In NZ, as soon as there is even a hint of a firearm involved... the police are onto that like a fat kid on a happy meal. Case in point, one day in 2006, I was sharing a house in North Auckland with someone. My flattie noticed that the fella next door had an air rifle and one day when we were drunk, he saw him walking around the house with it so he called the cops.

Within 5 minutes, they'd surrounded the house, K9 there was, interviewed the poor guy, came and interview my mate etc. Admittedly a complete waste of tax payers' money but the fact of the matter remains that gun crime is so low in New Zealand, that when it is reported, the police take it extremely seriously.

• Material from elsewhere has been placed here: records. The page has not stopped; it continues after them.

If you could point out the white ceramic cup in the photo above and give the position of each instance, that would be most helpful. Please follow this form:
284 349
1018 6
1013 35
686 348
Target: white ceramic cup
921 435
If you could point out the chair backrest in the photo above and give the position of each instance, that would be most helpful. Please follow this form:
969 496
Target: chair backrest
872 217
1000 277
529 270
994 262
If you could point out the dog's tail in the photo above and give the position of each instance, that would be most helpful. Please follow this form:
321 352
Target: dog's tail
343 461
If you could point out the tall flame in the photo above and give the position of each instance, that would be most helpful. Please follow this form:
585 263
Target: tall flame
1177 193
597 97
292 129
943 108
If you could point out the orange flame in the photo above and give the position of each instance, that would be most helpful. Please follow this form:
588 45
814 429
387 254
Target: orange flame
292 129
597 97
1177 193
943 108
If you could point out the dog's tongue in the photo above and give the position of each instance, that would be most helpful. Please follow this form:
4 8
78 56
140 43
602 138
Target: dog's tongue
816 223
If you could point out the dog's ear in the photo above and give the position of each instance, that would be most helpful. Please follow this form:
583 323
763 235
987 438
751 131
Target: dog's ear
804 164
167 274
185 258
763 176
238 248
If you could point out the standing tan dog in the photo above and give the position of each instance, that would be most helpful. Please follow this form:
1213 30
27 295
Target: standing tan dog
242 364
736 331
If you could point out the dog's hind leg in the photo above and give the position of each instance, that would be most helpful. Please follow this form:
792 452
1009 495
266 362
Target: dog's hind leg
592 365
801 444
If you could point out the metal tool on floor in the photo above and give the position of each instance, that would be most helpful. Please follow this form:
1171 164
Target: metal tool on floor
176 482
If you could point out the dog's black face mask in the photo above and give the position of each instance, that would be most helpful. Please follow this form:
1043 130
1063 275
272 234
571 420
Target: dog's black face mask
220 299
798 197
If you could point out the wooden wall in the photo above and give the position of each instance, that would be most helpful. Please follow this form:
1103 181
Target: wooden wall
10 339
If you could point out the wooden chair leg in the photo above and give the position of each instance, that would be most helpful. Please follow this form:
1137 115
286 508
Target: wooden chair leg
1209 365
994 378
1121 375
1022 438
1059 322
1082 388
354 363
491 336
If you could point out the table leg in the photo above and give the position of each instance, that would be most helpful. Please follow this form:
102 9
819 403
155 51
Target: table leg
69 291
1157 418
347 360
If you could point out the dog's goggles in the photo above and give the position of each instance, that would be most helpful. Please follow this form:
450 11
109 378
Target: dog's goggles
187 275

Where I come from, you'd be luck if the police even answered the phone!

----------


## Nasty Factory Trigger

..and the motor vehicle is one of the largest killers of them all... Mix that with alcohol, drugs, depression, road rage even - theres something that needs a tighter control rather than an already structured system for firearms...  Slighty off topic, but, I have huge arguements with regard to numbers deceased/idiots in control....

----------


## moonhunt

> AzumitH- haha! Great rant mate, nice one. I'm so over this thread. Why some of you cant engage in healthy debate and instead feel the need to slash into personal attacks amazes me. Laterz
> 
> 
> Identify your target beyond all doubt! Sorry won't cut it later and no deer is worth the fall out. Safe and happy hunting


+1 i was hoping to see some valid debate on this.... disapointing

----------


## scaggly

8 pages of thread, and 1 comment invalidates it all?  Is it only a valid debate if it supports a particular viewpoint?

----------


## mikee

> AzumitH- haha! Great rant mate, nice one. I'm so over this thread. Why some of you cant engage in healthy debate and instead feel the need to slash into personal attacks amazes me. Laterz
> 
> 
> Identify your target beyond all doubt! Sorry won't cut it later and no deer is worth the fall out. Safe and happy hunting



Hey mate I didn't attack anyone (at least I don't think so) if I did come across that way then I am truely sorry and apologise.

----------


## scaggly

> Hey mate I didn't attack anyone (at least I don't think so) if I did come across that way then I am truely sorry and apologise.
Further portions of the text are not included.